The findings revealed that attitude towards solar PV systems had a significant and positive influence on the willingness to install solar PV systems (β = 0.298, t = 2.635,
p < 0.01). This denotes that households with a positive attitude towards solar PV systems demonstrate a strong willingness to install solar PV systems. The finding complies with the plethora of pro-environmental behaviour studies [
54,
67,
69,
81,
109].
The results have revealed that subjective norms had a negative and insignificant relationship with willingness to install solar PV systems (β = −0.041, t = 0.568,
p < 0.1). The finding implied that social pressure from friends, neighbours, and other opinion leaders does not influence households’ willingness to install solar PV systems. In line with the above finding, some studies demonstrated that subjective norms are insignificant in environmentally sustainable behaviour. For example, organic food purchasing behaviour [
110,
111], purchase of environmentally friendly products in Greece [
112], and plastic bag usage [
113]. However, the above finding contradicts most prior research on pro-environmental behaviour, highlighting a positive relationship between subjective norms and pro-environmental intention [
36,
54,
114,
115]. One possible reason for this ambiguity may be that in Australia, the social norms have not been developed yet regarding solar PV installation.

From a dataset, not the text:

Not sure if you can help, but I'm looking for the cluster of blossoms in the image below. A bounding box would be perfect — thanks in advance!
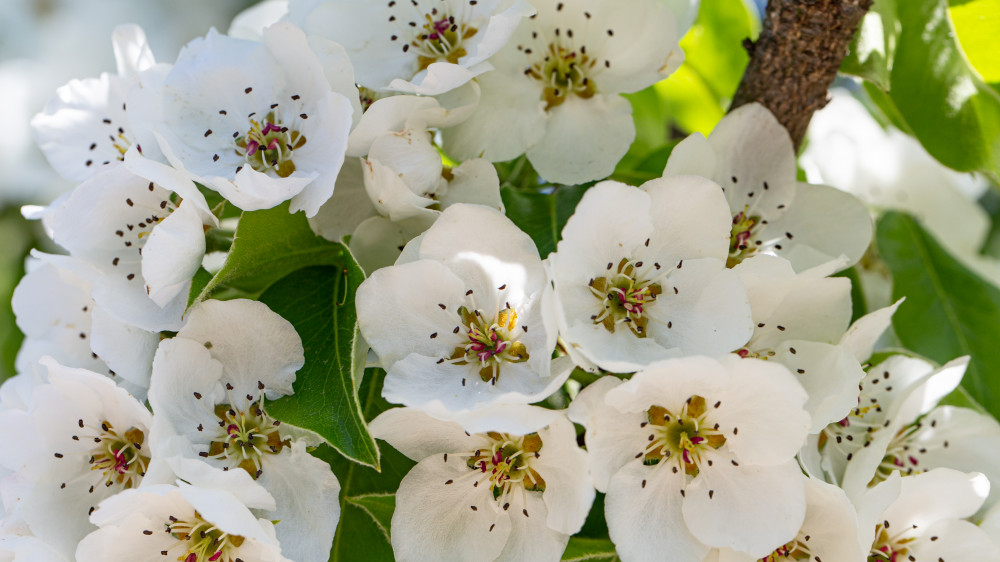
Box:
[0,0,1000,562]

The results of the study indicated that perceived behavioural control (β = 0.421, t = 9.531,
p < 0.01) has a positive and significant influence on willingness to install solar PV systems. It suggests that households who are more concerned with government solar rebate programmes and their financial capability are positively influenced by their willingness to install solar PV systems. The finding of the study complies with the prevailing literature on the intention to install solar PV systems [
37,
39,
40,
116].
9. Conclusions
The study investigates households’ willingness to install solar photovoltaic systems, focusing on psychological determinants, particularly values and future orientation. Drawing on environmental psychology theories, the study develops a comprehensive model incorporating the theories of planned behaviour, value–beliefs, norms theory, and values orientation theory. Biospheric, altruistic, and egoistic values, along with FO, are identified as key factors influencing households’ decisions to invest in solar PV. The survey, conducted in Australia, employs structured questionnaires and the PLS-SEM technique for data analysis. Out of sixteen hypotheses, eleven are supported, revealing that 48% of the variance in households’ willingness to install solar PV is explained by the model’s variables. Notably, FO emerges as the most influential factor, while altruistic and egoistic values impact subjective norms and perceived behavioural control. Surprisingly, biospheric values exhibit no significant relationship with attitude or subjective norms. The study underscores the importance of psychological determinants in shaping households’ attitudes and behaviours towards solar PV adoption, offering practical insights for policymakers and marketers in the renewable energy sector.